Graph-Theoretic Algorithm for Arbitrary Polynomial Optimization Problems with Applications to Distributed Control, Power Systems, and Matrix Completion

ECE Seminar: Graph-Theoretic Algorithm for Arbitrary Polynomial Optimization Problems with Applications to Distributed Control, Power Systems, and Matrix Completion

Starts at: November 20, 2014 4:30 PM

Location: Scaife Hall - Room 125

Speaker: Javad Lavaei

Affiliation: Columbia University

Refreshments provided: Yes



Optimization theory plays a crucial role in the design, analysis, control, and operation of real-world systems. The development of efficient optimization techniques and numerical algorithms for nonlinear optimization problems has been an active area of research for many years. The goal is to design an efficient, robust and scalable method for finding a global or near-global solution. This still remains as an open problem for the general class of polynomial optimization, including combinatorial optimization. In this talk, we study a general polynomial optimization using a semidefinite programming (SDP) relaxation. The existence of a rank-1 matrix solution to the SDP relaxation enables the recovery of a global solution of the original problem. We propose a graph-theoretic technique to sparsify the optimization problem of interest such that its SDP relaxation will have a guaranteed low-rank solution. As a by-product, we show that every arbitrary polynomial optimization admits a sparse quadratic representation whose SDP relaxation has a matrix solution with rank at most 3. This result provides a basis for finding a near-global solution by approximating the rank-3 SDP solution with a rank-1 matrix. In this talk, we apply our technique to three long-standing problems: optimal distributed control, power optimization problem, and low-rank matrix completion. We also offer more than 100K simulations for control and optimization over real-world power systems (such as Polish and New England systems). We verify that our algorithm usually finds solutions with global optimality degrees close to 99.9%. Since general-purpose SDP solvers can hardly accommodate sparse SDP problems with millions of parameters, we also propose a distributed algorithm whose iterations consist of only simple multiplication and eigenvalue decomposition over small-sized matrices.
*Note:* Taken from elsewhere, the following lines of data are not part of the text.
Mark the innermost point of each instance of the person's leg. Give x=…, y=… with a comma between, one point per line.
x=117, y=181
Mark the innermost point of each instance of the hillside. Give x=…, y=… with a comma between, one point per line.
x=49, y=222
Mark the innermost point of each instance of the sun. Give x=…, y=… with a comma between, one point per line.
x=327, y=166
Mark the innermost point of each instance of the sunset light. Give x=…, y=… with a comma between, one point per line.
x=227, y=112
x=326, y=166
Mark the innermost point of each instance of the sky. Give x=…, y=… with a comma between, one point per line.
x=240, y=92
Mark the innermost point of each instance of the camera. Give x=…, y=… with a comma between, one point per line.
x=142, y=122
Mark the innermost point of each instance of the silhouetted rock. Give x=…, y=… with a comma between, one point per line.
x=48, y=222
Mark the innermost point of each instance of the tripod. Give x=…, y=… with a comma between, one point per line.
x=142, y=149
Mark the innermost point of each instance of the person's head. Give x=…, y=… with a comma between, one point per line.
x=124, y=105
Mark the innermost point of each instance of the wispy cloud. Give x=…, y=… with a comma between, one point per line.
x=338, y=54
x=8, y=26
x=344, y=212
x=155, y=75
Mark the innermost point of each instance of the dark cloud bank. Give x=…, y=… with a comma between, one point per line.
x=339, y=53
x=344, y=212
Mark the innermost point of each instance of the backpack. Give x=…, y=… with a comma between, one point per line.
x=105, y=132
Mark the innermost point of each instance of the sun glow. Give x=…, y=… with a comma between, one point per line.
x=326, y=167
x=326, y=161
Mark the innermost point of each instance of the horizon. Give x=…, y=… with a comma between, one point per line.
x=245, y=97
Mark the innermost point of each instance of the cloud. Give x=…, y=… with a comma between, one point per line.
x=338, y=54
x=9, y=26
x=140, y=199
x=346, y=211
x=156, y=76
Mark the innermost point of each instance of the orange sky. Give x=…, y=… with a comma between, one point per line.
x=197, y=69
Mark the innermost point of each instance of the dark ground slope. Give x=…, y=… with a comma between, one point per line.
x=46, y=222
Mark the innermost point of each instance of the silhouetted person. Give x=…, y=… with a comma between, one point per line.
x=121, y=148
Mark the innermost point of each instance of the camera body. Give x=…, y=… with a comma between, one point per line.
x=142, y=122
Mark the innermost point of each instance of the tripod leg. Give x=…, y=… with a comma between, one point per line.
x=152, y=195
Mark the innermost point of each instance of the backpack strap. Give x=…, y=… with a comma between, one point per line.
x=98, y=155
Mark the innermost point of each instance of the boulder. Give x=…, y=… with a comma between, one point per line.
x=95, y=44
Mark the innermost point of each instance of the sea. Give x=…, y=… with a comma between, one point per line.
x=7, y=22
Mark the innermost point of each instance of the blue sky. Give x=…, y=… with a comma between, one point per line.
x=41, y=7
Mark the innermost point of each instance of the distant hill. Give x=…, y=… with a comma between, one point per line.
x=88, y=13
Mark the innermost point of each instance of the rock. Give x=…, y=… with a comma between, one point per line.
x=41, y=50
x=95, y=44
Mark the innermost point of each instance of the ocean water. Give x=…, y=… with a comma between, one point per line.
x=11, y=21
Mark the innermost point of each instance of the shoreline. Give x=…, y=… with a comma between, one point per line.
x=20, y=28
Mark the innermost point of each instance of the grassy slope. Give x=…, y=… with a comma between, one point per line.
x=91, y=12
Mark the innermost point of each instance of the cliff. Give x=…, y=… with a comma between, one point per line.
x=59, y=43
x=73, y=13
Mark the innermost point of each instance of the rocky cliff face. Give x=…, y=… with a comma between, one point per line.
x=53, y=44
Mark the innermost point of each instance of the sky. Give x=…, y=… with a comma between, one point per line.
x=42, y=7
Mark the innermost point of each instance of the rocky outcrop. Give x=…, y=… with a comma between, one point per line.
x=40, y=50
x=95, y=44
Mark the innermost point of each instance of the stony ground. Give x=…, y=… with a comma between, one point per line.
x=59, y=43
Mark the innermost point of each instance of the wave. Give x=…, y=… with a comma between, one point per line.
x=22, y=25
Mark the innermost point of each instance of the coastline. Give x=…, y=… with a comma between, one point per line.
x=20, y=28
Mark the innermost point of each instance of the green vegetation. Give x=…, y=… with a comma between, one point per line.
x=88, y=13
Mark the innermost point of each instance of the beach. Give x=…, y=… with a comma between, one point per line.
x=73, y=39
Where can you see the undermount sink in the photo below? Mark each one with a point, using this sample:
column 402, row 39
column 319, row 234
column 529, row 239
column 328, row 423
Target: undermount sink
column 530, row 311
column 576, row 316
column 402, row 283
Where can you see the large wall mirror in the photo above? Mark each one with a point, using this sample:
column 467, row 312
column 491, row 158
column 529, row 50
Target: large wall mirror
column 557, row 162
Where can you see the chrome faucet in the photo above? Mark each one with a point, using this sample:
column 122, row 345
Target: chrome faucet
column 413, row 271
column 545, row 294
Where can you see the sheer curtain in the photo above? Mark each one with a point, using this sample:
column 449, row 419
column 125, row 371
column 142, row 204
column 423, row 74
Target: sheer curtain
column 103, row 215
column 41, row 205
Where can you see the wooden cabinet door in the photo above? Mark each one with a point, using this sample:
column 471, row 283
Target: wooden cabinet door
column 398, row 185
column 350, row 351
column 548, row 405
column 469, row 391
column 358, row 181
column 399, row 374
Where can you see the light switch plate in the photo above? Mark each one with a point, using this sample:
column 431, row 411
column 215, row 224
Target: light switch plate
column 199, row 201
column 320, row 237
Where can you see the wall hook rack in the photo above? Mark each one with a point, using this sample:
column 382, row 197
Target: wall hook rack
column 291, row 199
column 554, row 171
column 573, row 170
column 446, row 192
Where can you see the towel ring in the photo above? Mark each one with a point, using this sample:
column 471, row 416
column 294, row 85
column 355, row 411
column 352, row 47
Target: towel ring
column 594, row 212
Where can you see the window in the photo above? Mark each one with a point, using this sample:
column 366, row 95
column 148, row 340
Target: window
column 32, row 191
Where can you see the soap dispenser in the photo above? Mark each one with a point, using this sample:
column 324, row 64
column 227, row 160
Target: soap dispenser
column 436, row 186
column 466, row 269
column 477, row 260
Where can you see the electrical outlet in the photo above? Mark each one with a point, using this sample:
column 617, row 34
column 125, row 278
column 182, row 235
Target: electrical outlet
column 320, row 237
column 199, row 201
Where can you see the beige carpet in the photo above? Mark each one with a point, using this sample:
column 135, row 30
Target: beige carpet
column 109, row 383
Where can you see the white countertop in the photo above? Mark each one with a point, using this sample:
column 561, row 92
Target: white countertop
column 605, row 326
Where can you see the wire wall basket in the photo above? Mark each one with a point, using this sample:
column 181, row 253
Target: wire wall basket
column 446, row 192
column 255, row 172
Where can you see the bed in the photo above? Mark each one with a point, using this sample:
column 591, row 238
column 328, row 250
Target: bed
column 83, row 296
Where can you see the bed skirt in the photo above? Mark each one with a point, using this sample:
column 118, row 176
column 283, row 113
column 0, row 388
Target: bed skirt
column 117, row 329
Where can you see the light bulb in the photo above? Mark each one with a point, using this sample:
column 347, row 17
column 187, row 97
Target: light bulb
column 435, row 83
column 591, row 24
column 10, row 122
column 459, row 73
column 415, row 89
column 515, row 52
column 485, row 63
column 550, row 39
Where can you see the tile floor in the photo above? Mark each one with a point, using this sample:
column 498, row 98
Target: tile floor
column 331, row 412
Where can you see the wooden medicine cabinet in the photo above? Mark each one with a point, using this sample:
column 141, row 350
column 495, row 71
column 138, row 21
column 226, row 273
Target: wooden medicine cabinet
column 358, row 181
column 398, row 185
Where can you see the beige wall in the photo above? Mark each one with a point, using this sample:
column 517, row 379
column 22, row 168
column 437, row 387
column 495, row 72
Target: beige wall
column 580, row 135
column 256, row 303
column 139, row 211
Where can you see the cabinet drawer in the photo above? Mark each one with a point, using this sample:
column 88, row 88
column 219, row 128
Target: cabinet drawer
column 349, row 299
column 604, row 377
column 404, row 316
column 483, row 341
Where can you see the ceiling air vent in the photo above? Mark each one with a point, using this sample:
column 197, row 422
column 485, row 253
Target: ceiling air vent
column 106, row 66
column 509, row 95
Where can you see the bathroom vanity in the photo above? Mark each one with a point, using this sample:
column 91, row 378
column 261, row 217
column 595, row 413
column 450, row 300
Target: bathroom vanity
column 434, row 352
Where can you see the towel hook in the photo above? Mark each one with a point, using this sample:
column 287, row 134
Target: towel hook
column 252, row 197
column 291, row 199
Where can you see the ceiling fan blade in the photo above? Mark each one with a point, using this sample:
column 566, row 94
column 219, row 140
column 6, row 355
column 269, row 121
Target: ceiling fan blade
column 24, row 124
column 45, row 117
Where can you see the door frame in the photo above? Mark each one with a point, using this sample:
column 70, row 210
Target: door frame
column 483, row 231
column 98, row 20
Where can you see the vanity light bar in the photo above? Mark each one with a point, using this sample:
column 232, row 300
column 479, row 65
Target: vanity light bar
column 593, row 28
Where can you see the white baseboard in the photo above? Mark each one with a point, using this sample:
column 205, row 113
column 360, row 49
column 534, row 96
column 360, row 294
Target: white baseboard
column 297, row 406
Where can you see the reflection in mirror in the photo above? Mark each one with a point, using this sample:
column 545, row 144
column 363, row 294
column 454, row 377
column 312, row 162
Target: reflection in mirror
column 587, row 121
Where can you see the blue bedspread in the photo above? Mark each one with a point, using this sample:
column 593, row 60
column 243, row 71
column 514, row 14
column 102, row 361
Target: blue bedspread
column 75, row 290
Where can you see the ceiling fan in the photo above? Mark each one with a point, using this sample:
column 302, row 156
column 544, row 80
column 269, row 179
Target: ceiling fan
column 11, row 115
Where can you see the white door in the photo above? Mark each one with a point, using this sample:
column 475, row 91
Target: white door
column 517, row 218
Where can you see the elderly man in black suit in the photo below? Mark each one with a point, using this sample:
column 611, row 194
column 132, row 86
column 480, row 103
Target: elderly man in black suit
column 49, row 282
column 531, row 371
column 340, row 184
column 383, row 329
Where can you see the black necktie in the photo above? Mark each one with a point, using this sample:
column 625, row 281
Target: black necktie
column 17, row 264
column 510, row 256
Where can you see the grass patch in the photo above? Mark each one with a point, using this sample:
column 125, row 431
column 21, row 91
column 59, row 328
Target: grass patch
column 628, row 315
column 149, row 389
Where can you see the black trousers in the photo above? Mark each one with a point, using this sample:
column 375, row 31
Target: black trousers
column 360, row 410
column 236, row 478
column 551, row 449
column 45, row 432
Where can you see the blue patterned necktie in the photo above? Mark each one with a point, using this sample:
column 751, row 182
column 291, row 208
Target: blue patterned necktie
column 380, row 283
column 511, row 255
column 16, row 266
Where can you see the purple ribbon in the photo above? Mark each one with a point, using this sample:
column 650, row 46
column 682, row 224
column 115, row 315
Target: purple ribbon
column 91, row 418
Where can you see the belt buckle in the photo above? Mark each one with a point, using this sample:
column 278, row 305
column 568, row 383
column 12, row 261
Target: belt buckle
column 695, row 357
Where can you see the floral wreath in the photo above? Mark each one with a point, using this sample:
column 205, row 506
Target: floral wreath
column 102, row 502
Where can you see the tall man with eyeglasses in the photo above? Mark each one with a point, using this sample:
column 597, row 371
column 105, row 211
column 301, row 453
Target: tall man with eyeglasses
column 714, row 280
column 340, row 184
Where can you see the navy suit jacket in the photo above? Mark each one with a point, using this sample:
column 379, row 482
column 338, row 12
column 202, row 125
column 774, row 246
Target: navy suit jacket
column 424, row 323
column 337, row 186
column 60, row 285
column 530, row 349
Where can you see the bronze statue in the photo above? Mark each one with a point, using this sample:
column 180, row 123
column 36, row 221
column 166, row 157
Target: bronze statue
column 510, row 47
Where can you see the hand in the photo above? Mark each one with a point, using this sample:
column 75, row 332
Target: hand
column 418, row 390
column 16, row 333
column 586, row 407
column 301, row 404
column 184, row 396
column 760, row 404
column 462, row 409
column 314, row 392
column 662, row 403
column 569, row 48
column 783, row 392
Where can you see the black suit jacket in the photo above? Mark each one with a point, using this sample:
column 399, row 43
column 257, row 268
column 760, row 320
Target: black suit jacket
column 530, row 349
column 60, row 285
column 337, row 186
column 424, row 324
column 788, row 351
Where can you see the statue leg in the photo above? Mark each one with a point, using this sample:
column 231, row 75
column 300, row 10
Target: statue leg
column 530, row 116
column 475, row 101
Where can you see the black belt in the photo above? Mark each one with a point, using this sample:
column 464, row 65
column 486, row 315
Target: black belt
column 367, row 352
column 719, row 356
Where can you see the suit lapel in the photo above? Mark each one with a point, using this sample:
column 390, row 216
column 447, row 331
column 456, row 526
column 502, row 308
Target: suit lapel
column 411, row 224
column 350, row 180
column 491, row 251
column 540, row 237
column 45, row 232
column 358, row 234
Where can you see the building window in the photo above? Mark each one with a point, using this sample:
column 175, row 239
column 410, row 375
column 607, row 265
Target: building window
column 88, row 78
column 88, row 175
Javad Lavaei is an Assistant Professor in the Department of Electrical Engineering at Columbia University. He obtained his Ph.D. degree in Control & Dynamical Systems from California Institute of Technology in 2011 and held a one-year postdoc position jointly with Electrical Engineering and Precourt Institute for Energy at Stanford University. He is recipient of the Milton and Francis Clauser Doctoral Prize for the best university-wide Ph.D. thesis. His research interests include power systems, control theory, distributed computation, and nonlinear optimization. Javad Lavaei is a senior member of IEEE and has won several awards, including NSF CAREER Award, Office of Naval Research YIP, Google Faculty Research Award, the Canadian Governor General’s Gold Medal, Northeastern Association of Graduate Schools Master’s Thesis Award, New Face of Engineering in 2011, and Silver Medal in the 1999 International Mathematical Olympiad. For his computation work on energy systems, he was chosen by Resnick Institute and Fortune Magazine as one of 5 innovators in the area of sustainability worldwide in 2014.